During an anti-CAA rally from Moulali to Park Circus in Kolkata on Tuesday. (Express File Photo)In the complicated terrain of West Bengal politics, the Matua community has increasingly become assertive over the past couple of decades. It is now a crucial vote bank that parties with the ambition of doing well in the state vie to keep on their side. With the Union government notifying the Citizenship Amendment Act rules, the BJP hopes to ensure that the Matuas stay with it, unlike the 2021 Assembly elections, and help it build on the gains made five years ago.
The Matuas are a religious group of Namasudras, or Dalits, who migrated to India in large numbers during Partition and later in 1971 during the Bangladesh Liberation War. Most of them live in the state’s North 24 Parganas and Nadia districts while a sizable chunk also live in the districts of Purba Bardhaman, South 24 Parganas, and Cooch Behar.
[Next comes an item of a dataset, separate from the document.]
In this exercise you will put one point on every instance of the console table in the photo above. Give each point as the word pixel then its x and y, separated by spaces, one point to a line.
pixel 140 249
Due to the circumstances of their migration, most of them never formally received Indian citizenship.
As a result, the political assertion of the Matuas, led by the Thakur family, took the form of attempts to increase the community’s representation in political parties and government, and ensure those who do not have citizenship papers receive them. This is why the Matuas are among the biggest supporters of the Citizenship Amendment Act. They had been pushing for its operationalisation ever since Parliament approved the law in December 2019.
The Matua electorate, according to some estimates, is around 1.75 crore and is a crucial factor in the Lok Sabha constituencies of Bangaon, Barasat, Ranaghat, Krishnanagar, and Cooch Behar. Of these, Bangaon, Ranaghat, and Cooch Behar are reserved for Scheduled Castes (SCs) and all three went to the BJP in 2019 while the Trinamool Congress (TMC) won Barasat and Krishnanagar.
The BJP’s promise of citizenship to Matuas was one of the reasons they swung behind the party in that election. As a result, the BJP won a record number of 18 seats from Bengal, leading in 33 of the total 68 SC-reserved Assembly segments in the state. Of these 33 seats, 26 are Matua-dominated.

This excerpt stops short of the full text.